A lista das pessoas jurídicas e físicas que fizeram as transações para Bolsonaro traz apenas valores maiores do que R$ 5 mil. O Partido Liberal (PL) transferiu R$ 47,8 mil em dois pagamentos para Bolsonaro. Outras 18 pessoas fizeram pagamentos variando entre R$ 5 mil e R$ 20 mil, incluindo empresários, advogados, pecuarista, militar, agricultor, estudante e duas pessoas identificadas pelo Coaf como "do lar". Uma empresa ainda depositou R$ 9.647 em 62 pagamentos.  

Bolsonaro ainda não se manifestou publicamente sobre a divulgação do relatório. 

Transações de Mauro Cid 

O Coaf também apontou movimentação “atípica” e “incompatível” nas contas bancárias do tenente-coronel Mauro Cid, ex-ajudante de ordens de Jair Bolsonaro. A informação foi revelada pelo jornal O Globo. De acordo com o relatório, há indícios de “movimentação de recursos incompatível com o patrimônio, atividade econômica ou a ocupação profissional e capacidade financeira do cliente” e “transferências unilaterais que, pela habitualidade e valor ou forma, não se justifiquem ou apresentem atipicidade”. 

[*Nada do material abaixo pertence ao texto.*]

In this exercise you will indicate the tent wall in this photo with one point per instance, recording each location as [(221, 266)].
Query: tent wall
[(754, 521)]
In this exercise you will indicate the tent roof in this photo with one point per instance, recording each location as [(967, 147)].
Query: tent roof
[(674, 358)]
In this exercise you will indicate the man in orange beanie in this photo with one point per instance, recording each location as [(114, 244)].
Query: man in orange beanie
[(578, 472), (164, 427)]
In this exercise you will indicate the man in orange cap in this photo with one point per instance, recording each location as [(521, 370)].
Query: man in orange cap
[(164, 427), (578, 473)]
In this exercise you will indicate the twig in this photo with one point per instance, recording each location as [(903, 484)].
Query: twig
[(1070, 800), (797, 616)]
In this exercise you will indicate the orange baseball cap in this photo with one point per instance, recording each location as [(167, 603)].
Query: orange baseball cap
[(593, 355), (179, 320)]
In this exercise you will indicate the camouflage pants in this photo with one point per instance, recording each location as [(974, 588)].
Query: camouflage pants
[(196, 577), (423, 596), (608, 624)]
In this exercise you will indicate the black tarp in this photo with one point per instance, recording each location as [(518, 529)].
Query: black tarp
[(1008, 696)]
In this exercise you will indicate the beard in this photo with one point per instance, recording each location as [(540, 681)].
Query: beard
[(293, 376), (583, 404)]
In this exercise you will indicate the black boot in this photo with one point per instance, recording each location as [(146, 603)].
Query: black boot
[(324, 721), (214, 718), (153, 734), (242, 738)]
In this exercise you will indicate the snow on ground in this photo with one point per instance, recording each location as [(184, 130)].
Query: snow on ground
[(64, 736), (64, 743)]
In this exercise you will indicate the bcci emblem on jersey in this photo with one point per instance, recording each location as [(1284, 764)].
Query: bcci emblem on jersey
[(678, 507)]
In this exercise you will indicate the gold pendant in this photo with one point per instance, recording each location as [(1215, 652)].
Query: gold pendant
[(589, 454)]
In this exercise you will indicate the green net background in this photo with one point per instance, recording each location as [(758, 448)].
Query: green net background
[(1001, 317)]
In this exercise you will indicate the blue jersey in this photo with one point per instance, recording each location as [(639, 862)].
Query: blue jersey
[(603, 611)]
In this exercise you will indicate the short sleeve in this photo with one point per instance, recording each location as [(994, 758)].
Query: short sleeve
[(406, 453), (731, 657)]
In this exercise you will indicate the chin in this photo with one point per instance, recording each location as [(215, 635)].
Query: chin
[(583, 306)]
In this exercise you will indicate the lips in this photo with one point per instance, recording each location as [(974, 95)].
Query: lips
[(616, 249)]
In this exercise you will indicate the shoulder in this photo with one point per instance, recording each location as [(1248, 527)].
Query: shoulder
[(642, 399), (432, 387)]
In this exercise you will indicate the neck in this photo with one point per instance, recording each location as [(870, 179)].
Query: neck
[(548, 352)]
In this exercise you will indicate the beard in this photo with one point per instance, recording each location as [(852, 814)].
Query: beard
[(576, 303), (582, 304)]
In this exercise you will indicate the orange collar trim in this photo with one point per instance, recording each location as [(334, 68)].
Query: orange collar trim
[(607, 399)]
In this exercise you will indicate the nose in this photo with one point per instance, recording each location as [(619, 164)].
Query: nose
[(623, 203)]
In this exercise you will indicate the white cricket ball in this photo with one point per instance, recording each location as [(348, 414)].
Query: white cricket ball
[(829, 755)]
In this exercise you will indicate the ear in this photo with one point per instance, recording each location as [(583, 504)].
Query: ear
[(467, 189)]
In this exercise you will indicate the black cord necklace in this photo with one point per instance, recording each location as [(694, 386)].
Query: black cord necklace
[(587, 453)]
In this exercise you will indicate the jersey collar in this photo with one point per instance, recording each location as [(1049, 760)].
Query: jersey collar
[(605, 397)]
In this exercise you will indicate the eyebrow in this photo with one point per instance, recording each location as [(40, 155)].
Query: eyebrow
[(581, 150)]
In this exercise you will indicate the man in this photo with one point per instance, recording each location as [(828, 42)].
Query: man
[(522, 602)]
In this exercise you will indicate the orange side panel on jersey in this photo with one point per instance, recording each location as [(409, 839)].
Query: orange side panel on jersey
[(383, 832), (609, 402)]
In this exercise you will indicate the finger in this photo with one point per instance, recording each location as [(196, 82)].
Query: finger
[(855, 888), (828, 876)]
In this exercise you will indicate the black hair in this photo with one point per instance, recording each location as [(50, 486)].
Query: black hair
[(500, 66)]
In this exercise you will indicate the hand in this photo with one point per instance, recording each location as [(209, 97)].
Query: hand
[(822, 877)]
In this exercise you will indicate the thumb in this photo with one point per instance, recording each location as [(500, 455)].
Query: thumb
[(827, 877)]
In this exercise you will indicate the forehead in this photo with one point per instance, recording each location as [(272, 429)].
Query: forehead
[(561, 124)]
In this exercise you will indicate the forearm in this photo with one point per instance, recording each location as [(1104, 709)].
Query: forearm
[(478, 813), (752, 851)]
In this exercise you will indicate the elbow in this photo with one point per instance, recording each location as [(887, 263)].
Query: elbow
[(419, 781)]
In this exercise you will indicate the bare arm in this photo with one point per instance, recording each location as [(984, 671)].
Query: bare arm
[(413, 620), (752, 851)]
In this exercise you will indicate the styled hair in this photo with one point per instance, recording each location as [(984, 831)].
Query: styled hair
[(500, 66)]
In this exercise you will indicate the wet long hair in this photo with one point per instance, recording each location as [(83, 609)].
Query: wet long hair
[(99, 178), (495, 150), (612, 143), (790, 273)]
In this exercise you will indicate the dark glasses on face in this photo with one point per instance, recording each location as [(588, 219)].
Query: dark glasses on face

No total, Cid movimentou R$ 3,2 milhões em sete meses, entre 26 de junho de 2022 e 25 de janeiro de 2023. Foram R$ 1,4 milhão em débitos e R$ 1,8 milhão em créditos. Atualmente, ele recebe um salário mensal de R$ 26.239. O relatório destaca uma operação suspeita de envio de remessas aos Estados Unidos, no valor de R$ 367.374, que ocorreu em 12 de janeiro de 2023. Nesta data, tanto Cid quanto Bolsonaro estavam nos Estados Unidos.   

“Considerando a movimentação elevada, o que poderia indicar tentativa de burla fiscal e/ou ocultação de patrimônio e demais atipicidades apontadas, comunicamos pela possibilidade de constituir-se indícios do crime de lavagem de dinheiro ou com ele relacionar-se”, diz trecho do relatório.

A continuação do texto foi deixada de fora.